SecretSales predict the range of children’s wear available will experience a peak in interest as they look to Kate for inspiration.

“Although it can be difficult to pre-determine what style Kate will decide to dress her new baby in, a clever marketing campaign and a keen fashion eye should ensure that retailers can continue to benefit from the royal frenzy,” adds Moss.

Professor Joshua Bamfield, director of CRR, agrees with SecretSale’s CMO: “One of the biggest factors will be the unintentional royal brand endorsement. The carriage of choice for the royal arrival will no doubt become this year’s best selling pram for new and existing parents.

“The Kate effect has already taken the fashion world by storm with each of her choices flying off the shelves within moments of her leaving the house. This trend will follow for the heirs baby grows, rattles, first bike and so on. It’s a culture of ‘keeping up with the Cambridge’s’ that isn’t going away, albeit a very profitable culture for the retail sector.”

Seize the day
With royal baby hysteria sweeping across the world, is there any chance (perhaps due to the increased alcohol consumption) we have all just become a little over excited?

While the US are convinced the UK will experience a giant business boom, which statistics seem to prove, SMEs need to be quick off the mark to reap any profit.

The retail industry is still struggling, small to medium outlets more so, a point recently highlighted by Mothercare’s CEO. Despite, the baby and children’s store announcing it is planning a pram in the design of the royal horse drawn carriage its CEO has played down the idea of a royal baby business boom: “We don’t necessarily see a huge uptick in activity for our business.

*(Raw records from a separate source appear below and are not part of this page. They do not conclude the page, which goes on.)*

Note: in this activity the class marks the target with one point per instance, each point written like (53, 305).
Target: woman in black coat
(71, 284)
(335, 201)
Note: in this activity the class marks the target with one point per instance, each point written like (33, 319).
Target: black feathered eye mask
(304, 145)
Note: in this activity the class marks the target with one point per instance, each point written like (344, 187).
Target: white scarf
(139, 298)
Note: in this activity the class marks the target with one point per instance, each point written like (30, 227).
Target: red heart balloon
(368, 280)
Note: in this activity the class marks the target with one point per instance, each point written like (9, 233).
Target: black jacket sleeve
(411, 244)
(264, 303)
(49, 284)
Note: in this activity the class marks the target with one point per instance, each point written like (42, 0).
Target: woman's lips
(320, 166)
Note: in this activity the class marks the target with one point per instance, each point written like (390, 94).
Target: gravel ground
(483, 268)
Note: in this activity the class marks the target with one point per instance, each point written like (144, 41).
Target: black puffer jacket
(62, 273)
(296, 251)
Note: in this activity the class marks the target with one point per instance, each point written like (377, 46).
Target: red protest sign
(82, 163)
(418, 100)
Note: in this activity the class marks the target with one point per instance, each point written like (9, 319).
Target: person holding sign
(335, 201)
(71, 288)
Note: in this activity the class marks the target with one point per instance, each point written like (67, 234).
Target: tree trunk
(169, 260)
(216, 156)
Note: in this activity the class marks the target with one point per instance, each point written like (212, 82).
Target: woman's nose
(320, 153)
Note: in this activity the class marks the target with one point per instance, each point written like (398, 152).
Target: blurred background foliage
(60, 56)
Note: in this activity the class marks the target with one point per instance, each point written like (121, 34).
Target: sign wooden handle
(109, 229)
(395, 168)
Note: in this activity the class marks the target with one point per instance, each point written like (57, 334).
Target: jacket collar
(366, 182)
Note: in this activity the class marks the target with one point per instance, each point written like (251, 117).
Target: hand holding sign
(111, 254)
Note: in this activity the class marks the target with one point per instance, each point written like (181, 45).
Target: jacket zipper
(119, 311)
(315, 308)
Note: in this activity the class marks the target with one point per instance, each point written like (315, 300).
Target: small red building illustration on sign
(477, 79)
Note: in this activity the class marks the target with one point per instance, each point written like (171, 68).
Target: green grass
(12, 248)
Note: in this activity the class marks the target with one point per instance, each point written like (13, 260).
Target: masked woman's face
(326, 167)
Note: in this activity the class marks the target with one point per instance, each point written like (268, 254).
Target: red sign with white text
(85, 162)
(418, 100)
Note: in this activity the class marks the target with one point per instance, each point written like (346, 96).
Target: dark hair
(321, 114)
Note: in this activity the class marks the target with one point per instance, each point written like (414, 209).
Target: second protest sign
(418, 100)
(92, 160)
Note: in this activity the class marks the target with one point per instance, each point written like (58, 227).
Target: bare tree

“We expect it to continue to be tough. There are still a large number of people unemployed and the High Street is still struggling.”

So, the question remains will the royal baby be a catalyst for a much needed business boom, or will the CRR’s research be disproved? Ultimately it’s down to SME business leaders to seize the day, and in this instance only time will tell… there’s not long to wait now.